Essa dependência a coloca em uma posição mundial complexa, atrás da China e dos Estados Unidos quanto a emissões totais de carbono.
No entanto, analistas apontam que, em um país com 1,4 bilhão de habitantes, as emissões per capita são apenas um terço da média mundial, segundo números oficiais.
"Se observarmos as emissões per capita da Índia e os esforços que ela está realizando, podemos dizer que o país está indo muito bem", afirmou o ativista Harjeet Singh, diretor da Fundação Climática Satat Sampada.

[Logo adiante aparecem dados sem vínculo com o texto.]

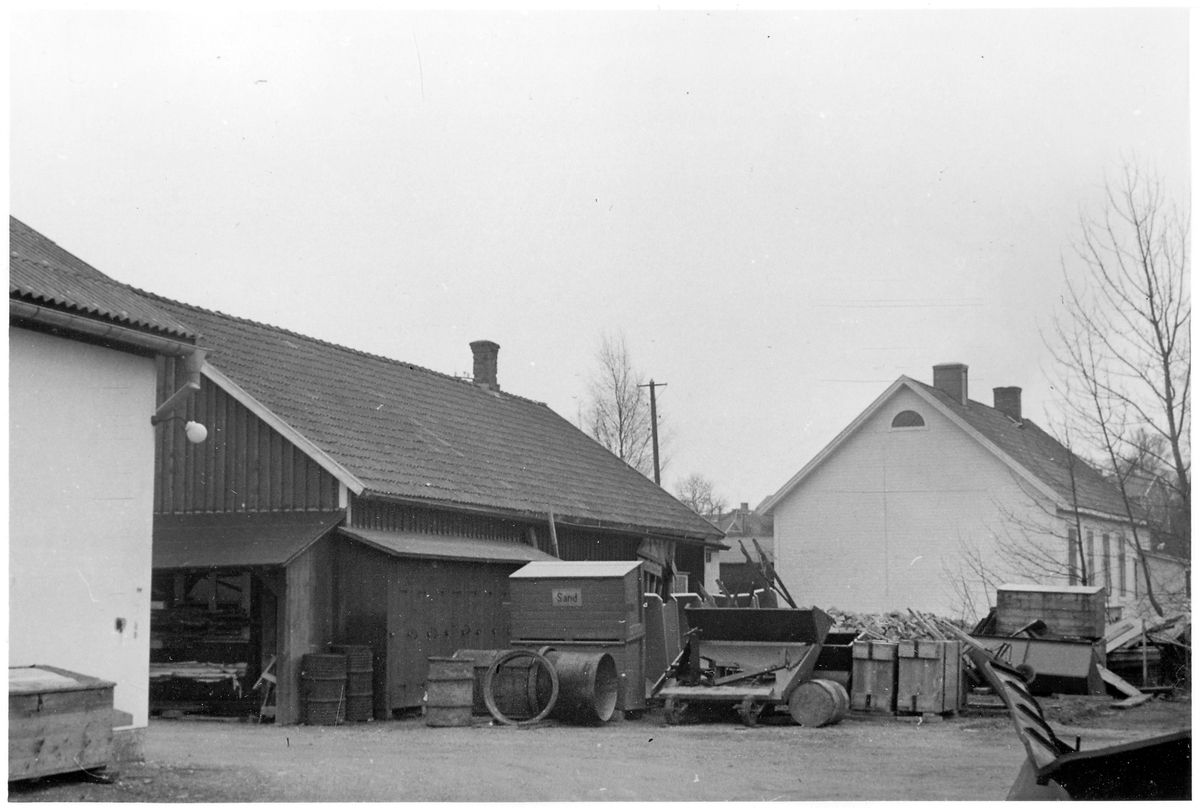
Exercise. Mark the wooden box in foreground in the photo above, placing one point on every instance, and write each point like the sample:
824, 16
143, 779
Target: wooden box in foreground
929, 676
58, 722
1066, 610
587, 606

- Problemas de armazenamento -
A Índia estabeleceu a ambiciosa meta de reduzir as emissões em 45% até 2030. Ao mesmo tempo, prevê-se que suas necessidades de eletricidade mais que dobrem até 2047, segundo o CSE.
Até agora, metade dos 484,8 gigawatts (GW) de capacidade instalada no país vem de fontes limpas. A maior parte provém da energia solar, com um total de 119 GW, o terceiro maior nível do mundo.
No entanto, essa energia e a eólica só são geradas de forma constante quando as condições são adequadas, e a capacidade de armazenamento na Índia é de apenas 505 MWh, muito inferior ao que poderia alcançar.
Além disso, a construção de sistemas de reserva baseados em baterias exige terras raras, cuja oferta mundial é controlada em 70% pela China, rival e vizinho com quem a Índia iniciou recentes negociações.
Uma solução que a Índia considera são os projetos de armazenamento de energia por meio de bombas hidráulicas.